The diocese did offer an alternative -- a defined contribution retirement plan, similar to a 401(k) -- which diocesan officials characterized as an improvement. But some church employees were indignant, insisting that the abolition of the pension plan would do particular harm to lower-paid workers.

Responding to those concerns, five parishes signed union contracts with the UFW a year ago, establishing pension plans and grievance procedures for approximately 50 lay workers. One of the parish priests, Jerry Frank, former pastor of Holy Spirit, said he did it to protect his staff from what he considered Peña's arbitrary management.

"I told him I had to protect my workers from him, and that he treats people as objects rather than as human beings," said Frank, 61, who has since been transferred by the bishop to a small, rural parish.

Diocesan officials denounced the union contracts, saying they corrupted what was akin to a marital bond between paid lay workers and the church -- even though parishioners point out lay workers at the Vatican itself are unionized.
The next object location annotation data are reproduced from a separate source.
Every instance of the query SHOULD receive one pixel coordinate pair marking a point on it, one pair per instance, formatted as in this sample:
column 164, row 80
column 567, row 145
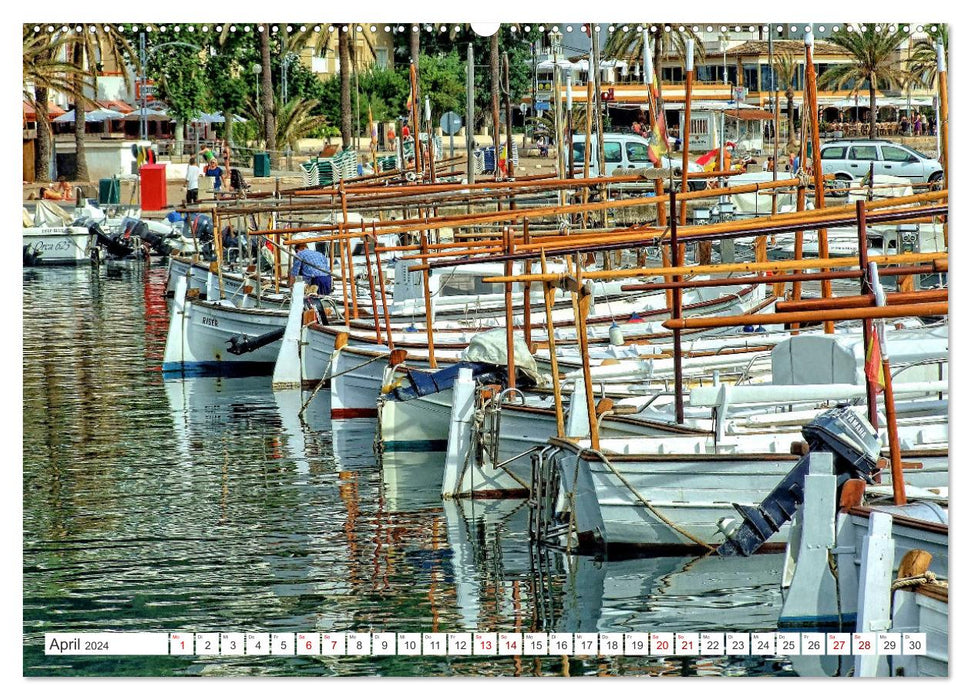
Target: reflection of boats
column 353, row 443
column 412, row 480
column 849, row 570
column 678, row 594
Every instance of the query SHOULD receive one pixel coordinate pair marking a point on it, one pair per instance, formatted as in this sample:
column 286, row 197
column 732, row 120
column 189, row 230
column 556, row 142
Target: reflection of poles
column 942, row 117
column 896, row 466
column 510, row 170
column 686, row 131
column 469, row 114
column 813, row 115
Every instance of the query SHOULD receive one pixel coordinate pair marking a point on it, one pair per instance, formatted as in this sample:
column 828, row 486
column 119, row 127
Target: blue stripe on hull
column 811, row 623
column 217, row 369
column 415, row 446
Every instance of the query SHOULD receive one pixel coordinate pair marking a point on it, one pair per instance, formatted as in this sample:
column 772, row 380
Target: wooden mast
column 812, row 111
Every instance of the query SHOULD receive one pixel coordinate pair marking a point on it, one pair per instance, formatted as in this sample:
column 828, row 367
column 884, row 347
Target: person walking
column 192, row 182
column 216, row 173
column 312, row 265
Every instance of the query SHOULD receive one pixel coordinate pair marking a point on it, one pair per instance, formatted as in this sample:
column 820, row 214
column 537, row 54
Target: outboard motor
column 140, row 229
column 855, row 446
column 119, row 245
column 200, row 227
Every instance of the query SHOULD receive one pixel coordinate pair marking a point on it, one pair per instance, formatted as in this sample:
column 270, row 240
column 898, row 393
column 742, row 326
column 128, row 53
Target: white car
column 850, row 160
column 622, row 151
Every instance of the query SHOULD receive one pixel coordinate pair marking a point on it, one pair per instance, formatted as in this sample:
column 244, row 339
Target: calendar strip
column 340, row 644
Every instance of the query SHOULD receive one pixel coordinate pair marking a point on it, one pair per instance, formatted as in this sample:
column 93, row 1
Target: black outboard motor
column 120, row 245
column 855, row 446
column 200, row 226
column 139, row 229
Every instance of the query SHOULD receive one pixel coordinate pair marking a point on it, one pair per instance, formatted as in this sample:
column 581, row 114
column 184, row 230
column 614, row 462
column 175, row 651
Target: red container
column 153, row 187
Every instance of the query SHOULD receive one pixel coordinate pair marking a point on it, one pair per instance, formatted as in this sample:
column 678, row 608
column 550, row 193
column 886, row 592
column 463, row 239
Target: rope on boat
column 647, row 503
column 911, row 581
column 332, row 376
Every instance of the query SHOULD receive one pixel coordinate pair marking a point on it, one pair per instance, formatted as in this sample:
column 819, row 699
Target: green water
column 209, row 505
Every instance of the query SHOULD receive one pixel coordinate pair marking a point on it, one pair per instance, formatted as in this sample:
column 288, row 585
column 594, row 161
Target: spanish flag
column 873, row 366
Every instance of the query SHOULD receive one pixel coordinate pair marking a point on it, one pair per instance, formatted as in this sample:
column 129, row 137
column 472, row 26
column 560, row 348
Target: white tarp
column 830, row 359
column 490, row 347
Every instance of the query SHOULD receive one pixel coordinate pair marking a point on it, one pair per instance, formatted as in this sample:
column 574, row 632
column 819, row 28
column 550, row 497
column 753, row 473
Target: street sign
column 451, row 123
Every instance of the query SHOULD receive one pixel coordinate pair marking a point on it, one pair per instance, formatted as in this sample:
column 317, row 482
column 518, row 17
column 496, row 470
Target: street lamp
column 287, row 59
column 257, row 69
column 144, row 54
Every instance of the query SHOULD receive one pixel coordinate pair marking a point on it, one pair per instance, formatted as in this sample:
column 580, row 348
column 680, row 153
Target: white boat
column 58, row 245
column 218, row 337
column 841, row 568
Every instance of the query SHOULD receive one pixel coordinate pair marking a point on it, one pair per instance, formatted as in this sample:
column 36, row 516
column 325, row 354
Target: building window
column 751, row 77
column 381, row 57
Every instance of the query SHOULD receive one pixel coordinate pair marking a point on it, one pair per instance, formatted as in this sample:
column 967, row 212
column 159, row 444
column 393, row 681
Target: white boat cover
column 838, row 359
column 490, row 347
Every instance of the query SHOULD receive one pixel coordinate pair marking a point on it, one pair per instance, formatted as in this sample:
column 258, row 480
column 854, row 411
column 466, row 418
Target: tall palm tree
column 91, row 45
column 874, row 50
column 629, row 46
column 344, row 53
column 922, row 63
column 268, row 102
column 294, row 119
column 414, row 44
column 45, row 72
column 786, row 66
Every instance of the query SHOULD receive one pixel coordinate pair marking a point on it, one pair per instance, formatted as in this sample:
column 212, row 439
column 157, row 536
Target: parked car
column 850, row 160
column 622, row 151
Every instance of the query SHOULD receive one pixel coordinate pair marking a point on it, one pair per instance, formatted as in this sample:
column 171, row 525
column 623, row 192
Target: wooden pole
column 686, row 129
column 510, row 168
column 549, row 292
column 510, row 339
column 770, row 266
column 852, row 314
column 527, row 268
column 429, row 318
column 384, row 295
column 676, row 315
column 494, row 82
column 866, row 288
column 371, row 289
column 581, row 305
column 586, row 146
column 813, row 114
column 943, row 118
column 416, row 124
column 349, row 278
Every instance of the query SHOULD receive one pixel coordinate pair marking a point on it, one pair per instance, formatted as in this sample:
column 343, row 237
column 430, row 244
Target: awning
column 52, row 111
column 750, row 114
column 148, row 113
column 116, row 105
column 97, row 115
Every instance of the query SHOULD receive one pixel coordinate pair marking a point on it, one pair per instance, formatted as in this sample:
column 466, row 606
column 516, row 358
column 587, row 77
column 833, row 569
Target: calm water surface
column 209, row 505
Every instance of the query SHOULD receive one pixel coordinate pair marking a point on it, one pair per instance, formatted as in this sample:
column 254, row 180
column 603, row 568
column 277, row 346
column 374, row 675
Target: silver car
column 851, row 160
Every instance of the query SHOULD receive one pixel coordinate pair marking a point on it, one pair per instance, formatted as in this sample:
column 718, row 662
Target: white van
column 622, row 151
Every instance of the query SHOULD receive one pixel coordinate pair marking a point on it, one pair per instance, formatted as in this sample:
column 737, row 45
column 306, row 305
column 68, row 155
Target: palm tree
column 414, row 43
column 786, row 66
column 294, row 119
column 44, row 72
column 266, row 96
column 874, row 50
column 629, row 46
column 90, row 46
column 922, row 63
column 344, row 53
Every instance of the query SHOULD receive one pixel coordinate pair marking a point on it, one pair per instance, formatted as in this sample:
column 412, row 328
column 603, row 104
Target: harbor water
column 216, row 505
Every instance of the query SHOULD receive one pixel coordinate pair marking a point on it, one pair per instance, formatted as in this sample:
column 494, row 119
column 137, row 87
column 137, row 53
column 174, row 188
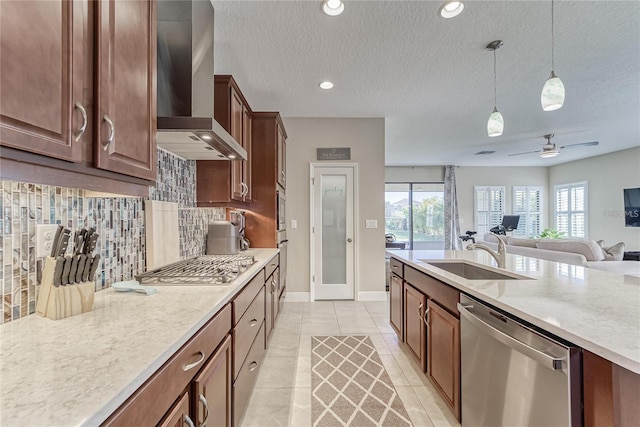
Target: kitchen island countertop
column 594, row 309
column 78, row 370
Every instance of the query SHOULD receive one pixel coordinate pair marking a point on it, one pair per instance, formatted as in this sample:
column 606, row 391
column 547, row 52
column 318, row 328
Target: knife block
column 58, row 302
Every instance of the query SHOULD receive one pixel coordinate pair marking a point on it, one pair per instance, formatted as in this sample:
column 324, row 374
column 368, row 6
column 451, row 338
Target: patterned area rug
column 350, row 386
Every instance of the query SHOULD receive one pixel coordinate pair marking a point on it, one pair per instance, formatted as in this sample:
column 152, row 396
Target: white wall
column 366, row 139
column 468, row 177
column 607, row 176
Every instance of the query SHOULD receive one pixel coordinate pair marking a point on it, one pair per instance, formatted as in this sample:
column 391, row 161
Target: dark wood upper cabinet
column 125, row 113
column 42, row 107
column 220, row 181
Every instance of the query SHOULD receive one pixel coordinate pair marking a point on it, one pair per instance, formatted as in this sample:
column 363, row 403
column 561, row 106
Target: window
column 527, row 202
column 571, row 209
column 414, row 214
column 488, row 208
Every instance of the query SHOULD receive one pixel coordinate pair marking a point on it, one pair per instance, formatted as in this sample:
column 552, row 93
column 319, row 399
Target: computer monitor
column 510, row 222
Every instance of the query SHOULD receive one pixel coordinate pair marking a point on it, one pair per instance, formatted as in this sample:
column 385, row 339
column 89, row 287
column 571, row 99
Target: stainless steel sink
column 473, row 272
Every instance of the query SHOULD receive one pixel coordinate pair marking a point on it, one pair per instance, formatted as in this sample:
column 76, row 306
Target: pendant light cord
column 553, row 66
column 495, row 90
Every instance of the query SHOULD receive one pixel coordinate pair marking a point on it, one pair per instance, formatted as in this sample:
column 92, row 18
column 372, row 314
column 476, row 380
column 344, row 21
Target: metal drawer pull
column 112, row 133
column 426, row 313
column 203, row 400
column 194, row 364
column 188, row 421
column 85, row 121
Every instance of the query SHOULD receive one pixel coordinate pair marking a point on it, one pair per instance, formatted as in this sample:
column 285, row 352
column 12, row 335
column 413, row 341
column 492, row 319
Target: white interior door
column 332, row 237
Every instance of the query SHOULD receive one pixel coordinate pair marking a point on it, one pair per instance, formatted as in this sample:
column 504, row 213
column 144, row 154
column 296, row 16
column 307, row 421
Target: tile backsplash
column 118, row 220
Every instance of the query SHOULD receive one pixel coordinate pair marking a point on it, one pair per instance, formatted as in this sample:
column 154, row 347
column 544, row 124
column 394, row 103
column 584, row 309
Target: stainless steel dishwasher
column 513, row 375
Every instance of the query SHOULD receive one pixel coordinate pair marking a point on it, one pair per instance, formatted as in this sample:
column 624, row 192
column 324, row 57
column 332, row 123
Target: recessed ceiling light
column 333, row 7
column 451, row 9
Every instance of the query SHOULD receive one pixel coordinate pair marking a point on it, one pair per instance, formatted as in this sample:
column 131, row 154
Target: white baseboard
column 297, row 296
column 372, row 296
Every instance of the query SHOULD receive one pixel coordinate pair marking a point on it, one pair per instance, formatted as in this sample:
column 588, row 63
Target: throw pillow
column 614, row 253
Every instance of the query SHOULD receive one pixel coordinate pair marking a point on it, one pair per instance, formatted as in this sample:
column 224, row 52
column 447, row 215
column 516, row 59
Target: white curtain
column 451, row 221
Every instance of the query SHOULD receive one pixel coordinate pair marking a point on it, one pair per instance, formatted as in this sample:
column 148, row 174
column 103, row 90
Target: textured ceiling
column 432, row 78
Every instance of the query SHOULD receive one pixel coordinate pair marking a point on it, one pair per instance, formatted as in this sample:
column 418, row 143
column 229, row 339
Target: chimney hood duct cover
column 185, row 84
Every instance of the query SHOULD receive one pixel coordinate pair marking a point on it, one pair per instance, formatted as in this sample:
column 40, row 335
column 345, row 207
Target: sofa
column 584, row 252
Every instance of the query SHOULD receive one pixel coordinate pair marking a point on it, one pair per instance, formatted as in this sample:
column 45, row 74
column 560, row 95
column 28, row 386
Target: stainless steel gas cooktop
column 202, row 270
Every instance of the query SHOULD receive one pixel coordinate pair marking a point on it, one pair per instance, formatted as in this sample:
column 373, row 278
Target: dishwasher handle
column 550, row 362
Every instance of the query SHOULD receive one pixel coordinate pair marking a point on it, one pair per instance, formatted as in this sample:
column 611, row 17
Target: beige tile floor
column 282, row 395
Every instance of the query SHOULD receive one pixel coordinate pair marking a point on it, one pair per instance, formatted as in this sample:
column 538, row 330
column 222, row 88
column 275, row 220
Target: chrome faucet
column 498, row 256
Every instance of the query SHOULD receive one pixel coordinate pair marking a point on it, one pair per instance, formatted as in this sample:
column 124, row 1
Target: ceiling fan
column 550, row 150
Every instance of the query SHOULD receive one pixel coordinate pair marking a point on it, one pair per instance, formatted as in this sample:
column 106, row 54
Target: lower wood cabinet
column 395, row 305
column 415, row 303
column 178, row 416
column 212, row 389
column 443, row 354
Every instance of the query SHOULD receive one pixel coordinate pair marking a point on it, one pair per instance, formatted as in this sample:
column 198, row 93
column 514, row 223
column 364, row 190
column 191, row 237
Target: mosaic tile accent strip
column 119, row 221
column 193, row 227
column 350, row 386
column 176, row 180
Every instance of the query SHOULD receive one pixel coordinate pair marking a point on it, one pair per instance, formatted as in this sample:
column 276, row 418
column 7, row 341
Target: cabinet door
column 246, row 144
column 443, row 345
column 178, row 416
column 212, row 389
column 42, row 109
column 125, row 122
column 282, row 158
column 415, row 303
column 395, row 300
column 237, row 114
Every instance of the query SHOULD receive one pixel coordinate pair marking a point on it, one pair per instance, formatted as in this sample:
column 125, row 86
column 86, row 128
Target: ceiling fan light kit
column 451, row 9
column 495, row 125
column 552, row 96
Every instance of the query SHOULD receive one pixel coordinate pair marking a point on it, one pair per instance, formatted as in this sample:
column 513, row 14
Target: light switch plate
column 44, row 239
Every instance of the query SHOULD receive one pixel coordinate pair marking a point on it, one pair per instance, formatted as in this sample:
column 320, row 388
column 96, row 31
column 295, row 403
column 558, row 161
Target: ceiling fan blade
column 519, row 154
column 581, row 144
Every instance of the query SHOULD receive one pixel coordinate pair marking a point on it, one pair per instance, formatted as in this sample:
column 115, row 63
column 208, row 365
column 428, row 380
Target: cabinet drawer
column 150, row 402
column 245, row 331
column 273, row 264
column 397, row 267
column 244, row 299
column 446, row 296
column 247, row 377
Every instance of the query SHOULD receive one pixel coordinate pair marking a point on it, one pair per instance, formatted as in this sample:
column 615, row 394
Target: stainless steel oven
column 280, row 200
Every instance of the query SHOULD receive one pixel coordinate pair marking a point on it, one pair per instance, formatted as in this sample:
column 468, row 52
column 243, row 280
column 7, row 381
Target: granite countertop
column 78, row 370
column 594, row 309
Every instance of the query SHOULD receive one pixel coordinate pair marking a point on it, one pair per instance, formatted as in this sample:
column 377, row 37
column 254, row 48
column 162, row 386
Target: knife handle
column 94, row 266
column 57, row 272
column 72, row 271
column 66, row 270
column 82, row 259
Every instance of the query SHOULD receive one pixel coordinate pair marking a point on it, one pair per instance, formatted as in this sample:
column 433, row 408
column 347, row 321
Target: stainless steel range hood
column 185, row 84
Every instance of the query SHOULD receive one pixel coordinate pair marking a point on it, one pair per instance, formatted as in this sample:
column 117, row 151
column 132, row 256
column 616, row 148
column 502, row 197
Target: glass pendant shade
column 552, row 96
column 495, row 125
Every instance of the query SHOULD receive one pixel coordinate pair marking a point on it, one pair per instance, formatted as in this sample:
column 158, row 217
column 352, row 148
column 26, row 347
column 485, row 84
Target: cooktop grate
column 204, row 270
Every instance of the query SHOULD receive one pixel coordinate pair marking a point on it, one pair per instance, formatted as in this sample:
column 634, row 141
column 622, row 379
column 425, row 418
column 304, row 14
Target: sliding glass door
column 414, row 214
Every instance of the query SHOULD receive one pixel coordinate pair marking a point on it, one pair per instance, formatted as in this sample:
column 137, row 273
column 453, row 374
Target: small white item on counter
column 134, row 285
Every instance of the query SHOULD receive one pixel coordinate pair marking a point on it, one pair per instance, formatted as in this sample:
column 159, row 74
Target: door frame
column 356, row 247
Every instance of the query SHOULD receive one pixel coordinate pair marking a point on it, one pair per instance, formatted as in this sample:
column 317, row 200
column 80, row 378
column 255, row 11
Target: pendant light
column 552, row 96
column 495, row 125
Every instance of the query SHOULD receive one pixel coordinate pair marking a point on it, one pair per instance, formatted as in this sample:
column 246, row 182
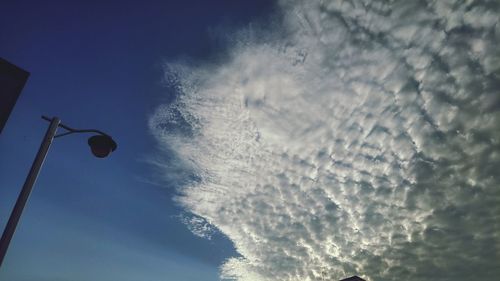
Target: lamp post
column 101, row 146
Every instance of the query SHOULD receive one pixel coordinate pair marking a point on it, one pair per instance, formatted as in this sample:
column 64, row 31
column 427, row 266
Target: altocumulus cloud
column 358, row 137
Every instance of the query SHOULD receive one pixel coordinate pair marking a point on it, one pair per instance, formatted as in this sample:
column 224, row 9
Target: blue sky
column 321, row 139
column 99, row 65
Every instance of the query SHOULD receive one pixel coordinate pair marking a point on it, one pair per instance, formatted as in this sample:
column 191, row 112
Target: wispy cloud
column 362, row 138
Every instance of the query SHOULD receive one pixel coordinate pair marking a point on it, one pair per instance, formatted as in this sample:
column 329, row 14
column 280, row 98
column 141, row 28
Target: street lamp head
column 101, row 145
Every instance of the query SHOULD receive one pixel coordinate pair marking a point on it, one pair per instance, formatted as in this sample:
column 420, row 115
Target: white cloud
column 366, row 141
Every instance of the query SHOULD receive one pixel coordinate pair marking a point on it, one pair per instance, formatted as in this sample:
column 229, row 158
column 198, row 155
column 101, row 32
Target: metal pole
column 27, row 187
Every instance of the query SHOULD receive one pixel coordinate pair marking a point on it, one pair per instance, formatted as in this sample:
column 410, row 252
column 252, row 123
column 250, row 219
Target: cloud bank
column 360, row 137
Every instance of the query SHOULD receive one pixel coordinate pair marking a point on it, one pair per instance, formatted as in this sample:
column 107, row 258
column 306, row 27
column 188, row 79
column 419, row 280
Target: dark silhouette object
column 12, row 80
column 353, row 278
column 101, row 146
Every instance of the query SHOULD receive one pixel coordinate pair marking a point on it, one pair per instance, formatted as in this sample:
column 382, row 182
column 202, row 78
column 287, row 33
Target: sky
column 258, row 141
column 100, row 65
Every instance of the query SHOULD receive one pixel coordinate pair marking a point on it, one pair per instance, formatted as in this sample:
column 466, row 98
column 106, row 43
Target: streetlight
column 101, row 146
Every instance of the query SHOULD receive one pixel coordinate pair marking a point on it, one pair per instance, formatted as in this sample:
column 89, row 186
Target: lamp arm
column 73, row 131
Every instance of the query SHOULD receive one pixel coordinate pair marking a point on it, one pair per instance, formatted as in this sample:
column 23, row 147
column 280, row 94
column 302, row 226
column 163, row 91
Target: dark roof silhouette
column 353, row 278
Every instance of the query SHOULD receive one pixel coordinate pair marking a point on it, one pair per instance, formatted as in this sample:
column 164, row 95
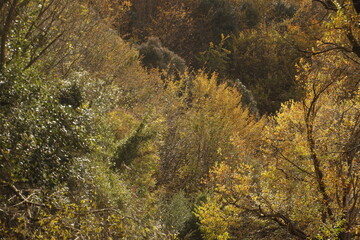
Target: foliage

In a communique sent to all parishes, Peña warned them against further inroads by the union.

Unions "do not make sense in covenantal relationships of trust and love," Robert E. Maher, vicar general of the diocese, wrote last July in an e-mail to a lawyer who protested the diocese's policy. "There is no place in the Christian community for divisions along the lines of self-interest, and that means, among other things, no unions."

Maher, who is Peña's second-in-command, also threatened to slash funding for unionized churches, according to several pastors. He wrote to one pastor that the Catholic Extension Society, a grant-giving agency in Chicago that funds poor parishes, had also refused to help unionized churches -- an assertion that the Extension Society vigorously denied. Peña, saying his position was "misunderstood," reinstated the funding after he learned the pastor had ties with the Extension Society.

"It sounds to me like the vicar is trying to bring these guys into line by making that kind of threat," said Richard Ritter, the Extension Society's vice president. "Those decisions are up to the bishop completely."

Peña, in his e-mailed statement, said: "I have always been an advocate for social justice in Texas. I have supported labor's right to collective bargaining, and I support it now. Cesar Chavez [founder of the UFW] was my friend, and as a young priest I supported his organizing efforts."